The purpose of setting out key features of a robust child death review process in one document is to ensure that the outputs from reviews are standardised as far as possible and of a uniform quality. This will enable effective thematic learning from reviews, i.e. a local review may be able to identify specific learning but trends analysis at a national level may identify modifiable factors that could be altered to prevent future deaths. This requires a degree of standardisation that this document aims to outline; however, clinical commissioning groups (CCGs) and local authorities (the child death review partners) are able to make arrangements for child death reviews as they see fit in order to meet the statutory requirements under the Children Act 2004 (the Act).

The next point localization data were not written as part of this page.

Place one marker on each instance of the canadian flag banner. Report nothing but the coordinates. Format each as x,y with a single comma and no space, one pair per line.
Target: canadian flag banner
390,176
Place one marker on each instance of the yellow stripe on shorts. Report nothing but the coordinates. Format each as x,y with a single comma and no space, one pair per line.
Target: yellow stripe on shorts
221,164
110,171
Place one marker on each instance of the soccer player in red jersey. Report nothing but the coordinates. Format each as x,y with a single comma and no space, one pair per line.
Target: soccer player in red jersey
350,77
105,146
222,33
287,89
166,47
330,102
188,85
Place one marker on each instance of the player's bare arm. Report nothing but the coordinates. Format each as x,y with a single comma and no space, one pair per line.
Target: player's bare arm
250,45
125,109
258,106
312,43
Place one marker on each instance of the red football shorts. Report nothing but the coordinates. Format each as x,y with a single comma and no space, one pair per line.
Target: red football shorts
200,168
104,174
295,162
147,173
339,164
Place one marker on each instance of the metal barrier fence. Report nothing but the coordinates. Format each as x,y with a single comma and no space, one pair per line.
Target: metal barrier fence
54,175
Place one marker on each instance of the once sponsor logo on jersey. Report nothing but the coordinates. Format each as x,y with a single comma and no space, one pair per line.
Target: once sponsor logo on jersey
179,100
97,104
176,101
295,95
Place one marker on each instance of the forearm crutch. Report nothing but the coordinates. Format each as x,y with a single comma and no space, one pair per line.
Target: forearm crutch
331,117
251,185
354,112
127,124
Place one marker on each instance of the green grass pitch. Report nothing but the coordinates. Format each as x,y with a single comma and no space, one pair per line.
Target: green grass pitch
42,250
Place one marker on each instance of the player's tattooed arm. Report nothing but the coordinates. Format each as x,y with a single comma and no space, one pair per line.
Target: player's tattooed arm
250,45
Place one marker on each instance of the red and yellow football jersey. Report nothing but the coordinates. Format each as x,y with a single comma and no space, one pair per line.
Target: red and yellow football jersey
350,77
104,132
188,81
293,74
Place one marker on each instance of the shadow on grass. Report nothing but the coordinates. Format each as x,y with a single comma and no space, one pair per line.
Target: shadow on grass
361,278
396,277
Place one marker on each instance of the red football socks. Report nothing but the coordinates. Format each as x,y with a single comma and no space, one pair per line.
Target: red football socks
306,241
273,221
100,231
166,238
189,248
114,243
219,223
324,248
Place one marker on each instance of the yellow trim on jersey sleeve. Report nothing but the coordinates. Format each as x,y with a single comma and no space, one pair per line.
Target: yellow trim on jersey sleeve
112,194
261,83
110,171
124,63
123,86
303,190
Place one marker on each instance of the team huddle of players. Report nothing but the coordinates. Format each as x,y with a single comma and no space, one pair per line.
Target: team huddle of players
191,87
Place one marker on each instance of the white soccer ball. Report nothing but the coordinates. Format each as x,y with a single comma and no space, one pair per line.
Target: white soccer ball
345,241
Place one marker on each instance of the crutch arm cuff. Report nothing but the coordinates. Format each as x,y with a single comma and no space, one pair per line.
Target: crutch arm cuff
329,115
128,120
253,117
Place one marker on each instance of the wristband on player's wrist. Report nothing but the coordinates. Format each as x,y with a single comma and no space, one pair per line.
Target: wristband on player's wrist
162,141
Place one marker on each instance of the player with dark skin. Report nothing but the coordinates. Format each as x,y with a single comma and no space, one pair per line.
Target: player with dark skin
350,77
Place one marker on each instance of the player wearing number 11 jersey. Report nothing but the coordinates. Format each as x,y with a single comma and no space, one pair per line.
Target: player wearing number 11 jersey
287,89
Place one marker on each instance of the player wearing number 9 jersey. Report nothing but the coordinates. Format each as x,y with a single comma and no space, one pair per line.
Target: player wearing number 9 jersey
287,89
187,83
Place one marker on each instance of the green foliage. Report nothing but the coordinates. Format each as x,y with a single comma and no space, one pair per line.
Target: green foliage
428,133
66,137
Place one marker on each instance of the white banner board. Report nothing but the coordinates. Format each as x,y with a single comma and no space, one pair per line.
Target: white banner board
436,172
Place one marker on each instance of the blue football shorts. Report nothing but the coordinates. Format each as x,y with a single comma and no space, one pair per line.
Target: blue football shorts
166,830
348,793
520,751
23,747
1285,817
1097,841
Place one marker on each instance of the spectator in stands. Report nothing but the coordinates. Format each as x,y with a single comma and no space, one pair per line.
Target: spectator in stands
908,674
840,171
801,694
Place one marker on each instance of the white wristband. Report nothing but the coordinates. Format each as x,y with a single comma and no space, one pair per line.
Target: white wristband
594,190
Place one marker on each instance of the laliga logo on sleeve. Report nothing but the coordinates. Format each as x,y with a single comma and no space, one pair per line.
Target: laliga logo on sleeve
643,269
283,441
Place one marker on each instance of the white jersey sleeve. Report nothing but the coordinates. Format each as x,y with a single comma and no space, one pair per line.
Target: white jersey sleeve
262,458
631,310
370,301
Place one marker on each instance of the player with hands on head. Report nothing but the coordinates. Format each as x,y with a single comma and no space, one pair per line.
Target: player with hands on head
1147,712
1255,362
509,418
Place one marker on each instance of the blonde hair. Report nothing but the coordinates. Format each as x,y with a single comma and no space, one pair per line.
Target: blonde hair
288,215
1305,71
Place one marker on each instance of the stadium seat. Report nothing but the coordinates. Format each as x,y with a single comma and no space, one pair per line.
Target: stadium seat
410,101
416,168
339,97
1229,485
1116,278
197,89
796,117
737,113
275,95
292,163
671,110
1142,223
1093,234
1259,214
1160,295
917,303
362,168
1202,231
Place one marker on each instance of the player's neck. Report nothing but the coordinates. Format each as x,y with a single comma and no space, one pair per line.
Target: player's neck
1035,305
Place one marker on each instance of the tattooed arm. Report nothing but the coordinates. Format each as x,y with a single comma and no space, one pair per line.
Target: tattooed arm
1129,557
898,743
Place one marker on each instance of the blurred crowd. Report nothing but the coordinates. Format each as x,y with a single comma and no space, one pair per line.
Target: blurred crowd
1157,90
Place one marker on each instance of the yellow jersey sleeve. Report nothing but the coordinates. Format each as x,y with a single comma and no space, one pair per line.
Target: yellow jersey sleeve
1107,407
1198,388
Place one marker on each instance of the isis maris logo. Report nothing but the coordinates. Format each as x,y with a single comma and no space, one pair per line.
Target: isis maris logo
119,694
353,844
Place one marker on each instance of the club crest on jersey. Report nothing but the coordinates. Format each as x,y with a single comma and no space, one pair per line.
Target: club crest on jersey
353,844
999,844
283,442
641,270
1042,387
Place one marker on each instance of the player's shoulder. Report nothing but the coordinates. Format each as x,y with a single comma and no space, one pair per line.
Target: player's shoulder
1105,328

The process set out in this document runs from the moment of a child’s death to the completion of the review by the Child Death Overview Panel (CDOP) or any equivalent arrangements put in place by child death review partners. This includes the immediate actions that should be taken after a child’s death; the local review of a child’s death by those who interacted with the child during life, and with the investigation after the child’s death; through to the final stage of the child death review process which is the statutory review arranged by child death review partners.

The process is designed to capture the expertise and thoughts of all individuals who have interacted with the case in order to identify changes that could save the lives of children.